Had I not heard these concerns directly from church leaders, I wouldn’t have thought tip #4 was necessary to blog on. When you use social media, you can’t control everything. Honestly, you don’t want to control everything. As I said in tip #1 the thing people want most in social media is for people to be authentic. When people are authentic, you can’t control them.
Just like in other conversations, people can easily seem off topic to an outside observer in social media. Maybe it’s just a fun or silly conversation to you, but to the people involved it can be deep relationship building. You can’t police what other people do on social media. You want to leave room for the Spirit to work within the conversations.
Church leaders have a choice to make when they see something they don’t like. If it’s spam, delete it. If someone is “grief-ing” you (a random person just trying to make trouble) you can choose whether to engage them, ignore them, or boot them. If a conversation arises that is between a small group of people and is distracting everyone else, you can ask that group to move their conversation.

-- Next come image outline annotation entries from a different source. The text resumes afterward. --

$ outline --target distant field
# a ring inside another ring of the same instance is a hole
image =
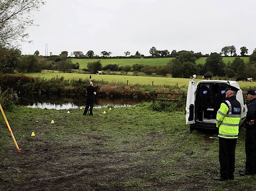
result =
[[[43,72],[41,73],[32,73],[24,74],[27,76],[33,77],[40,77],[49,79],[56,77],[63,76],[65,79],[71,79],[79,78],[85,79],[89,78],[90,74],[78,74],[77,73],[63,73],[58,72]],[[129,84],[140,84],[151,85],[152,82],[154,81],[155,85],[167,85],[170,86],[176,85],[180,87],[184,86],[186,88],[190,79],[186,78],[178,78],[167,77],[153,77],[151,76],[125,76],[121,75],[97,75],[90,74],[92,80],[104,80],[109,82],[120,82],[126,83],[128,80]],[[197,79],[196,81],[201,80],[202,79]],[[244,90],[249,88],[254,88],[256,87],[256,82],[239,82],[239,85]]]
[[[235,59],[234,57],[224,57],[223,60],[224,63],[227,63],[229,61],[232,62]],[[245,63],[249,61],[249,57],[241,57]],[[120,58],[119,59],[71,59],[71,61],[74,63],[78,62],[80,64],[80,68],[82,69],[87,68],[87,64],[89,62],[95,62],[100,60],[103,66],[108,64],[118,64],[119,66],[130,65],[132,66],[135,64],[144,65],[152,65],[158,66],[166,65],[168,62],[174,58]],[[207,58],[202,57],[197,59],[195,61],[196,63],[204,64]]]
[[[118,64],[119,66],[130,65],[132,66],[135,64],[144,65],[152,65],[158,66],[166,65],[169,61],[174,59],[174,58],[120,58],[119,59],[71,59],[72,62],[75,63],[77,62],[79,63],[80,68],[87,68],[87,64],[89,62],[100,61],[103,66],[108,64]]]
[[[240,57],[240,58],[243,60],[245,63],[249,62],[249,57]],[[199,58],[195,61],[195,62],[197,64],[204,64],[205,63],[206,58],[207,58],[206,57]],[[232,62],[235,60],[235,57],[223,57],[222,60],[225,64],[227,64],[229,62]]]

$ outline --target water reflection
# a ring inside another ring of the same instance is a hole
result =
[[[31,108],[40,108],[48,109],[69,109],[85,107],[86,98],[83,97],[58,96],[48,95],[43,96],[23,96],[19,104]],[[96,98],[94,108],[111,107],[131,107],[136,104],[144,102],[144,100],[134,100],[121,99],[103,99]]]

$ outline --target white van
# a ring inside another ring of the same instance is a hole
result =
[[[186,123],[190,124],[190,131],[196,128],[217,129],[217,112],[222,101],[225,99],[225,89],[229,84],[240,89],[235,81],[202,80],[197,83],[189,81],[186,104]],[[244,101],[243,94],[240,89],[236,99],[242,108],[240,125],[244,121],[247,106]]]

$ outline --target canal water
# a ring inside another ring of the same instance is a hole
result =
[[[81,96],[67,97],[50,95],[41,96],[24,96],[19,101],[19,104],[31,108],[53,109],[57,110],[75,109],[85,107],[86,97]],[[123,99],[96,99],[94,108],[132,107],[136,104],[145,102]]]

But you can’t tell people what to talk about.
You can be part of the conversation. In social media, the field is pretty even. As a church leader your job is not to give people answers or steer them to talk about what you want to talk about. People will push you in person and on social media to see how much they can trust you. If you take them seriously about what may seem to you silly and off-topic they will be more willing to trust you and engage you with the difficult stuff.
If one of the purposes of the Christian life is to be a disciple that includes all parts of our lives–including our actions online. We are in Web 2.0 where things are relational, not just static information. If you try to control the conversation, you’re going to kill connectivity. Choose to be part of the conversation.